This article discusses the And Tomorrow the Entire World ending, so it will contain major spoilers.
Julia von Heinz’s political drama And Tomorrow the Entire World ends not with a whimper, but with a bang. After rising violence over nearly two hours, the young revolutionaries decide to continue their journey towards political change, towards fighting right-wing Nazis gaining power in Germany. Starring Mala Emde as Luisa, a 20-year-old law student who joins an Antifa cell with one of her classmates, the film looks at a group of young people committed to change, whatever the cost.
And Tomorrow the Entire World — the ending explained
As von Heinz’s film blazes into its third act, more violence feels expected. More death seems imminent but actually doesn’t come to fruition, instead culminating in a reunion between Luisa and Batte (Luisa-Céline Gaffron) at the P91 space, the place she and her fellow protestors have called their home. While having a party, the police raid the backyard, a fulfillment of previous warnings and continued surveillance of their activities. It’s a stark contrast to the previous night’s events, which saw Luisa attend an alt-right, white supremacy musical session, with a man strumming a guitar, playing folksy sing-alongs with lyrics promising an end to Black and Jewish Germans.
Luisa and her friends link their arms as the police have formed a barricade, pulling them one by one out of the yard. Both metaphorical and physical in nature, the moment signifies a reason for these German students to exercise their right to resist. It gives them enough cause, at least in their minds, to take things to a level of violent legitimacy.
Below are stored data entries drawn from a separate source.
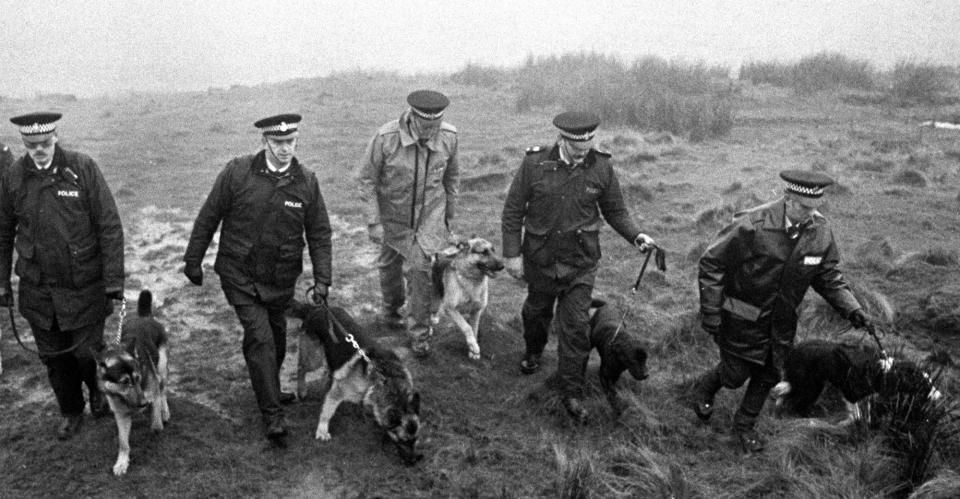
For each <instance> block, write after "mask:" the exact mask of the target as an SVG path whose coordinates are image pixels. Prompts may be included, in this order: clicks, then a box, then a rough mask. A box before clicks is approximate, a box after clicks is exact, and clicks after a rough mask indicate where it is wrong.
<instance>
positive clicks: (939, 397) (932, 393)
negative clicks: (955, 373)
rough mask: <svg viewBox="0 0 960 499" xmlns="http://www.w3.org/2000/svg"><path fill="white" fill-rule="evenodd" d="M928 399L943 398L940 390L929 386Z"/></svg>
mask: <svg viewBox="0 0 960 499" xmlns="http://www.w3.org/2000/svg"><path fill="white" fill-rule="evenodd" d="M928 397H930V400H933V401H937V400H940V399H941V398H943V394H942V393H940V390H937V388H936V387H933V388H930V394H929V395H928Z"/></svg>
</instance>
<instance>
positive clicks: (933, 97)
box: [889, 60, 955, 105]
mask: <svg viewBox="0 0 960 499" xmlns="http://www.w3.org/2000/svg"><path fill="white" fill-rule="evenodd" d="M954 76H955V72H954V71H953V70H952V69H951V68H949V67H947V66H940V65H936V64H932V63H929V62H917V61H910V60H901V61H898V62H897V63H896V65H895V66H894V68H893V71H891V73H890V80H891V81H890V90H889V93H890V95H891V96H892V97H894V98H896V99H899V100H900V101H901V102H902V103H903V104H904V105H908V104H935V103H938V102H940V101H942V100H943V98H944V96H945V95H944V94H946V93H948V92H951V91H953V90H954V89H953V86H952V85H951V83H950V79H951V78H952V77H954Z"/></svg>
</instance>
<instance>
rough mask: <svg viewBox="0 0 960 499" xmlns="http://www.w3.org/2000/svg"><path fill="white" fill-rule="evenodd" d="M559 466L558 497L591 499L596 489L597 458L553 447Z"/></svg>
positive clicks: (558, 466) (566, 498)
Using the explosives she found in the Liste 14 secret headquarters, with newfound assurance from Batte, Luisa follows through on her previous thoughts, ones that concern the deaths and destruction of Liste 14 members and materials.
Luisa’s relationship with Alfa looks to still have legs, as the two circle one another while fighting for justice. They have similar upper-class backgrounds, similar goals in both schooling and enacting change, and a shared physical connection. Others in P91 will drop out, as the pressure mounts and criminal charges become a more frequent occurrence. But the fight is long from over, as seen by Dietmar’s presence in the film, an older, retired protestor.
As the credits to And Tomorrow the Entire World roll, with the actors’ names popping up on screen, this alt-right headquarters blows up. Assuming Luisa as the likely culprit, this event will trigger increasing tension between the two groups and between police presence focused on P91 and these mostly middle-class teenagers and 20-somethings. Luisa doesn’t seem to be slowing down in her mission to fight these oppressors, though she does seem to have lost a bit of sight of the reasons she joined Antifa. She has gone from fighting for someone to fighting against someone.